Elaborating on the focus areas, he noted that the company aims to sustain momentum in its domestic business and continue to drive growth across all segments.
Besides, the Pune-based firm looks to “navigate the challenging international landscape and stay the course on recovering our export volumes”, Bajaj said. Bajaj Auto also plans to expand capacity, capabilities and network for its new businesses – Chetak electric scooters, electric three-wheelers and Triumph motorcycles, the Chairman informed the shareholders.
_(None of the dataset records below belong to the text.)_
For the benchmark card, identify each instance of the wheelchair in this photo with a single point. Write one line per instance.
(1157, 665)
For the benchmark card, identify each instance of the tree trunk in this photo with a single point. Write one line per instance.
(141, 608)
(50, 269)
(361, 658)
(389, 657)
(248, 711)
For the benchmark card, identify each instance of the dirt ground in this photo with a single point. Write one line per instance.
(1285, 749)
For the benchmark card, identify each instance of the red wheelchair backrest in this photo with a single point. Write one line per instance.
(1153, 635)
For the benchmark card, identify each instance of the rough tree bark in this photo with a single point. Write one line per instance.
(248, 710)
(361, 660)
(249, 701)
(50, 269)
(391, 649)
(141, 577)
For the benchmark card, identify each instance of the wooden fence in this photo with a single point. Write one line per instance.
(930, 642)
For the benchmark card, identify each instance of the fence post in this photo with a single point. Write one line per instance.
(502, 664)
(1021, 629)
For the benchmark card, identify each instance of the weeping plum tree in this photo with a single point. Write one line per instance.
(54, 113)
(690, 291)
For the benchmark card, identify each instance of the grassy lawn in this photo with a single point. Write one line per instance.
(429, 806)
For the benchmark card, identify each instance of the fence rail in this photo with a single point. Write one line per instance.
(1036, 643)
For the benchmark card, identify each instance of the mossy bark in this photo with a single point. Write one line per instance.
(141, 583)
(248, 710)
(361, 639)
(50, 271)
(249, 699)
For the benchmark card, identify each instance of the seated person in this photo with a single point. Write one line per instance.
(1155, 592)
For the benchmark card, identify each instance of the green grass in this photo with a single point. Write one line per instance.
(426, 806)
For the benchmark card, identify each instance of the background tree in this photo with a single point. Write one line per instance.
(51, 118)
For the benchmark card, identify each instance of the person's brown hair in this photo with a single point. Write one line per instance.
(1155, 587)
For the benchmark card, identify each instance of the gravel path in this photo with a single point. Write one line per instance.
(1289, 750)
Commenting on the last fiscal, Bajaj noted that a strong domestic performance more than made up for muted exports which continued to be impacted by the challenging context in overseas markets.
The company had to navigate continued rough macroeconomic conditions across its key markets, he stated.
Bajaj stated that the balance sheet of the company remains very healthy with surplus cash and cash equivalent as on March 31, 2024, standing at Rs 16,386 crore – this after making capital investments of Rs 800 crore and paying a significant Rs 8,900 crore to shareholders between dividend and the share buyback.
This financial position allows the company to invest sufficiently for its competitive and sustainable future growth as well as reward its shareholders from time to time, he added.